YEAH, YEAH, GOD IS GREAT
Je ne sais pas vous, mais moi j’en avais soupé des personnages ridicules, du casting de cinquante-douze combattants déjà vus et revus, des musiques de karaoké et surtout, du fond de jeu grand-guignolesque des trois Street Fighter Alpha. Il était temps que Capcom passe à autre chose, et Dieu merci, ils l’ont fait. Et de quelle manière !
Table rase, donc. La quasi-totalité des personnages sont nouveaux, et nombre d’entre eux proposent même de nouvelles choses fort séduisantes. D’un point de vue esthétique en tout cas, le CPS-3 en met plein la vue et qu’il s’agisse des décors riches en détails, des sprites très fins ou des couleurs pastels, tout est beau. Il subsiste tout de même quelques résidus de fausse couche, comme Hugo qui est toujours aussi moche ou Oro qui ne ressemble à rien, mais ce n’est rien au regard de la catastrophe que c’était avant. Les animations sont d’une étonnante fluidité, la partie sonore est assurée avec brio, et si l’on veut absolument trouver à y redire, le seul point de reproche serait que la conversion est facile, la Dreamcast étant capable de faire tourner des jeux bien plus gourmands que ces deux-là.
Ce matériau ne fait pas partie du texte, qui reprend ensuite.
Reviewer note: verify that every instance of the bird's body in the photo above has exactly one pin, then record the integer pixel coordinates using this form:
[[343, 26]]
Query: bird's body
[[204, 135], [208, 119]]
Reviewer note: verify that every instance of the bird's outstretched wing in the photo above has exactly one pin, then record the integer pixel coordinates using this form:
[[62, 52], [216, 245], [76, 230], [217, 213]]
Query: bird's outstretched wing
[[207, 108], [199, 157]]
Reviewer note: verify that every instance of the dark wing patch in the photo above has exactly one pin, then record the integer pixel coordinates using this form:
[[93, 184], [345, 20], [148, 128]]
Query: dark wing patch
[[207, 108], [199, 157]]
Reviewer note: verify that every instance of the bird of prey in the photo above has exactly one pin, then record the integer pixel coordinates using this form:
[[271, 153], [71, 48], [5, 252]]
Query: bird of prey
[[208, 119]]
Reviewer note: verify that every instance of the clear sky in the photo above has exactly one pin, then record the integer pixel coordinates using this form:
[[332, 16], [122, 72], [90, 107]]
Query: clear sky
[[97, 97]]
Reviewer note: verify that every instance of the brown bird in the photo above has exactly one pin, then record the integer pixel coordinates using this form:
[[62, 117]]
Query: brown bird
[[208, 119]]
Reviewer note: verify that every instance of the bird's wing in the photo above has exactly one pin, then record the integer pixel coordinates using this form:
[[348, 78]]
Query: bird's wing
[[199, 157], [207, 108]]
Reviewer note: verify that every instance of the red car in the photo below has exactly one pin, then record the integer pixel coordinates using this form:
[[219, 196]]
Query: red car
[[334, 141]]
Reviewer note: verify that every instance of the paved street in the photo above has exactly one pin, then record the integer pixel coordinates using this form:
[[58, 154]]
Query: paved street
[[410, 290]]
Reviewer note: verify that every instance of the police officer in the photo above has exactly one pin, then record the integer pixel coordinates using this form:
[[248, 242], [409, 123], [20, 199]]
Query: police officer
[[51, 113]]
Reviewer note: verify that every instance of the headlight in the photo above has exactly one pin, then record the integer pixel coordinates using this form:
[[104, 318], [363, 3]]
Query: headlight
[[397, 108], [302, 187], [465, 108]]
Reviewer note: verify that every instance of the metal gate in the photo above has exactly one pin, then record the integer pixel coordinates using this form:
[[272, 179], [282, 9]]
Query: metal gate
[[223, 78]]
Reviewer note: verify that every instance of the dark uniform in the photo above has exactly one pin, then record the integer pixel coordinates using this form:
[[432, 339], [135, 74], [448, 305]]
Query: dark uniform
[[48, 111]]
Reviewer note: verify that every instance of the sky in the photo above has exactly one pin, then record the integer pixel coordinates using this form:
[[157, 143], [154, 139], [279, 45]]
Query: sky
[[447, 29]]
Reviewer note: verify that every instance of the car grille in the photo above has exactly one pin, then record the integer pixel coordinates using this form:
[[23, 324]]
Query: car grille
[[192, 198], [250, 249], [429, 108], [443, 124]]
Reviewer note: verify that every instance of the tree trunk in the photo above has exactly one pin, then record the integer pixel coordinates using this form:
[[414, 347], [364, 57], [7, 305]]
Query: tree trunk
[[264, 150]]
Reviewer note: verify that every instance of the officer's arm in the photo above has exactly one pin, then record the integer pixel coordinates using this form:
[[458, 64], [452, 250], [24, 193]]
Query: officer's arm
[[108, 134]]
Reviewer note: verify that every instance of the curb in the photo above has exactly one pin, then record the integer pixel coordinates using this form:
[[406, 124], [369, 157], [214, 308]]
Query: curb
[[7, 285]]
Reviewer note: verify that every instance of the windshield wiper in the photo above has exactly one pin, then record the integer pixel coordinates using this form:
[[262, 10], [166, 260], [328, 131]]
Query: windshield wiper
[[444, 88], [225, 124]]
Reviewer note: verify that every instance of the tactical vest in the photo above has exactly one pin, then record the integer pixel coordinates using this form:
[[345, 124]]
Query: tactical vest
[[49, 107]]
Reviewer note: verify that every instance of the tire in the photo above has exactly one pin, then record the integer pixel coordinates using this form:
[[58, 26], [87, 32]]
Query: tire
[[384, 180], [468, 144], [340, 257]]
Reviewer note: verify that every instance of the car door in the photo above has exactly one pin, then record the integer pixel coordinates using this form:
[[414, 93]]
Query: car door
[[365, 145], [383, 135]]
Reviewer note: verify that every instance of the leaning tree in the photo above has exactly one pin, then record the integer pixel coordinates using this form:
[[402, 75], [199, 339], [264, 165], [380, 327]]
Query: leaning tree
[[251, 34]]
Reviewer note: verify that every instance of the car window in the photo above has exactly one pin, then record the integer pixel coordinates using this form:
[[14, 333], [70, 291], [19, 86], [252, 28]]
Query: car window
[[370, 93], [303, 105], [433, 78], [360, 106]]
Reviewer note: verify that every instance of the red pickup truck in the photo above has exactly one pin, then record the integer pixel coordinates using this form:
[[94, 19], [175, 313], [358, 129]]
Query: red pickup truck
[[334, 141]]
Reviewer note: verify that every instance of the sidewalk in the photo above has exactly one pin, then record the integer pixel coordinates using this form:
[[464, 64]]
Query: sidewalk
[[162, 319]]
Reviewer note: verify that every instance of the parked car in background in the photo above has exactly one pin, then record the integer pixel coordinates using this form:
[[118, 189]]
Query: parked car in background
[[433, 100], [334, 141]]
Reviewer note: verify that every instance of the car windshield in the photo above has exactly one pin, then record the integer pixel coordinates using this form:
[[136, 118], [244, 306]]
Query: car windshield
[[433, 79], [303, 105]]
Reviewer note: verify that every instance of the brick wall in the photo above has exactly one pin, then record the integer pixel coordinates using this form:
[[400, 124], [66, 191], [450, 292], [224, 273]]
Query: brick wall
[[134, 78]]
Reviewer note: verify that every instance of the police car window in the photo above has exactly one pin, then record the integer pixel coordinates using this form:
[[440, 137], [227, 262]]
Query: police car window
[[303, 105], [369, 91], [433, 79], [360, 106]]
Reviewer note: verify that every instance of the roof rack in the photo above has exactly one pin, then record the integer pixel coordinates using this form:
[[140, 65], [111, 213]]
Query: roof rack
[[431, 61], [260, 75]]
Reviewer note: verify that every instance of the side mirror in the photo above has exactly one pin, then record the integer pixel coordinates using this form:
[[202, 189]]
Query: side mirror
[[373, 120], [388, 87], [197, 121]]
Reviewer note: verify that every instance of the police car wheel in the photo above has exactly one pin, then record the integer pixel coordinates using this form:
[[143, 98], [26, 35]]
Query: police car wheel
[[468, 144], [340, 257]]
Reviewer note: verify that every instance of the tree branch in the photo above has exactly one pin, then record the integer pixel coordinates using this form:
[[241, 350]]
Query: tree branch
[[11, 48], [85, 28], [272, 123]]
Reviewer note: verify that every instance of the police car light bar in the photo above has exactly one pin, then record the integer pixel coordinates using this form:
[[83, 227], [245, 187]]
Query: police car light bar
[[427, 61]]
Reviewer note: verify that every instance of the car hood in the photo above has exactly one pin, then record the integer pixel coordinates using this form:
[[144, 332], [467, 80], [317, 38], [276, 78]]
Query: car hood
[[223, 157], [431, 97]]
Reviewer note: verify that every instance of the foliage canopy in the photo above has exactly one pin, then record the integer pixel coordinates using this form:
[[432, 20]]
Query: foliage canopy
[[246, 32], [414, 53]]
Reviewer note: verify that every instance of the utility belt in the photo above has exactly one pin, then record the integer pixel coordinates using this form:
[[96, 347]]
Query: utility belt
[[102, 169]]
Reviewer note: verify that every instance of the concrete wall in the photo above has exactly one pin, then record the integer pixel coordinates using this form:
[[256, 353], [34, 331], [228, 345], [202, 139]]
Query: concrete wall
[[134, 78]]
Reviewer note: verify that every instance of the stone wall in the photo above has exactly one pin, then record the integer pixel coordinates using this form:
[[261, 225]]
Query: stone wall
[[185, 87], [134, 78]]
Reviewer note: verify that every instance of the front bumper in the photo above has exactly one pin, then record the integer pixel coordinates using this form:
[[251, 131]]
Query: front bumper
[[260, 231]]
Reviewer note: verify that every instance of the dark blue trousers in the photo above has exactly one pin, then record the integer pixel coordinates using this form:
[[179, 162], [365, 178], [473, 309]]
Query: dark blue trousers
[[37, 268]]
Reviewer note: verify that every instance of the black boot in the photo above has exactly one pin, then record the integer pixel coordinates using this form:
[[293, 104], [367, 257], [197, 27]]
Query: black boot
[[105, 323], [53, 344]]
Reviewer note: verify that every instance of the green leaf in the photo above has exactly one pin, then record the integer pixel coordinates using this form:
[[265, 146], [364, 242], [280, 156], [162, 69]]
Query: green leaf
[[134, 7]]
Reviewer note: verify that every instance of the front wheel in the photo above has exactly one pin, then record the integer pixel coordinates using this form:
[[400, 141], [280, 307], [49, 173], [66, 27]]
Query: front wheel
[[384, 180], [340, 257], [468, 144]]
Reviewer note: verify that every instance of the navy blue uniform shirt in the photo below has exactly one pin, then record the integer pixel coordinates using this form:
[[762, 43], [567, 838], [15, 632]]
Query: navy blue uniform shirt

Sur le plan du gameplay par contre, il faudrait vraiment être d’une mauvaise foi crasse pour reprocher quoi que ce soit à Street Fighter III. Le jeu est accessible à tous, et rien que le parry est une formidable avancée. La difficulté en solo est en tout cas bien calibrée, et le seul vrai gros point noir finalement, c’est que même avec deux jeux en un, la durée de vie n’est pas exceptionnelle.
Reste que Street Fighter III représente une avancée importante dans le petit monde du beat ‘em up 2D, si bien que ce Double Impact se doit d’être présent dans la ludothèque de tous les amateurs du genre. Après, je ne saurais déterminer lequel de celui-ci, KOF ‘99 Dream Match ou Guilty Gear X représente le summum de ce que la Dreamcast nous a donné de meilleur en matière de baston à plat, je les aime tous les trois. Ah ! mais non, suis-je bête, j’ai failli oublier que quelques temps après ce double impact, Capcom frappera un troisième coup, encore considéré (au moins par moi) comme le meilleur jeu du genre.